Our conversation moves to the unique, time-shifting concept of the prom band theme and how the idea came together. As Rhiannon shares, “we wanted to serve each song as it naturally came together, but we had this idea that each character and their perspective could be a decade within their imagination… so we spent a lot of time exploring different sounds, effects on our voices and on the synths and different drummers”.

There are not one but five different drummers performing on the EP, spanning across the course of the listen and giving individual characteristics to each track that makes them feel like their own little pocket dimension within the prom.

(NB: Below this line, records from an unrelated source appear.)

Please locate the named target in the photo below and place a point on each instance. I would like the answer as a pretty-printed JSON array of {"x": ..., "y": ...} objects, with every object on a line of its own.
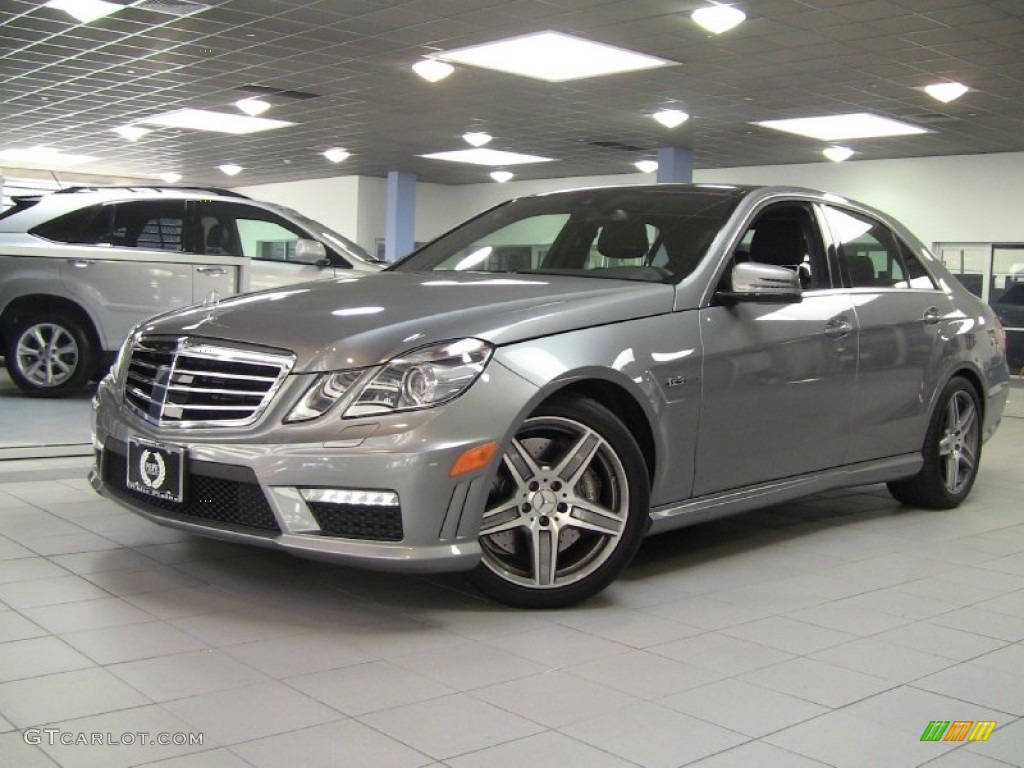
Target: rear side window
[
  {"x": 156, "y": 225},
  {"x": 871, "y": 256}
]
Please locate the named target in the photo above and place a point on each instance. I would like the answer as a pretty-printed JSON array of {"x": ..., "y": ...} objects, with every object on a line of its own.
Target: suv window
[
  {"x": 157, "y": 225},
  {"x": 240, "y": 229},
  {"x": 871, "y": 256}
]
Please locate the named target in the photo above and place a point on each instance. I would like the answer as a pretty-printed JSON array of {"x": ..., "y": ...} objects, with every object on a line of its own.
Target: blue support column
[
  {"x": 675, "y": 164},
  {"x": 399, "y": 232}
]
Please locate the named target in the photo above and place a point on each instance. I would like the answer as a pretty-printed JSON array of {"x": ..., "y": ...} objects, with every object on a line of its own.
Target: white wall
[{"x": 962, "y": 199}]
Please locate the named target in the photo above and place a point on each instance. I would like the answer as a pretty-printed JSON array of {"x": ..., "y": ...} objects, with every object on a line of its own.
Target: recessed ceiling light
[
  {"x": 44, "y": 157},
  {"x": 205, "y": 120},
  {"x": 718, "y": 18},
  {"x": 946, "y": 92},
  {"x": 671, "y": 118},
  {"x": 253, "y": 107},
  {"x": 431, "y": 70},
  {"x": 336, "y": 155},
  {"x": 85, "y": 10},
  {"x": 844, "y": 127},
  {"x": 486, "y": 157},
  {"x": 476, "y": 138},
  {"x": 838, "y": 154},
  {"x": 553, "y": 56},
  {"x": 131, "y": 132}
]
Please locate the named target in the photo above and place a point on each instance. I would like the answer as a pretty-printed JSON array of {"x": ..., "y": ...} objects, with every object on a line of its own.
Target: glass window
[
  {"x": 870, "y": 256},
  {"x": 236, "y": 229},
  {"x": 643, "y": 235},
  {"x": 785, "y": 235},
  {"x": 90, "y": 225},
  {"x": 154, "y": 224}
]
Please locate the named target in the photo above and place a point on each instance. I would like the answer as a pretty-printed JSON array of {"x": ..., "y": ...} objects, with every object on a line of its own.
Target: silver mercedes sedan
[{"x": 529, "y": 395}]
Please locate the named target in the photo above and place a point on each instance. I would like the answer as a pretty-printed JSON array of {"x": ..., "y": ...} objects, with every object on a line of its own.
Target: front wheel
[
  {"x": 49, "y": 354},
  {"x": 567, "y": 509},
  {"x": 951, "y": 452}
]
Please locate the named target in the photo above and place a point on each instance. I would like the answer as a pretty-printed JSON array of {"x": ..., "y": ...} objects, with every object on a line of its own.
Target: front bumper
[{"x": 247, "y": 485}]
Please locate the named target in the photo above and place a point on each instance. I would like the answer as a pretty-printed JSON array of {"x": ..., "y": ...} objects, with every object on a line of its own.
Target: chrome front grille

Speaking about this decision, James explains, “each drummer had their own timing, and makes their own different stylistic choices. I think it is something that happened quite naturally just like the EP did. The first song we did was ‘Love Fool’ and we got Jarred [Young], the drummer from Feelds. Then we thought ‘oh, we should get Jess [Elwood] from Merpire to play on one’ (‘Shapeshifter’). And for the song we wrote with Smoke Rings, Liam [Gough] from The Teskey Brothers plays drums for them, so it kinda makes sense for him to play on that one (‘Small Disaster’). So we thought why don’t we just go all out and get someone else for the last one… I saw that Zach [Levine] from Pinegrove had a little set up at home and was looking for things to drum on, and reached out and he loved it and we loved what he did with it. All their sounds were slightly different as well, they had their own rooms, own microphones and recording skills, so that was really fun for me personally to delve into when mixing it.”

Wilson’s Prom’s self-titled EP is a true conceptual marvel, a pleasure to listen to and an example of the capabilities of collaboration even without direct contact. With any luck we’ll be seeing the group playing their first show soon, but until then, there’s a whole universe to explore by diving into the world of Wilson’s Prom head first.

Wilson’s Prom is out now in all the usual places.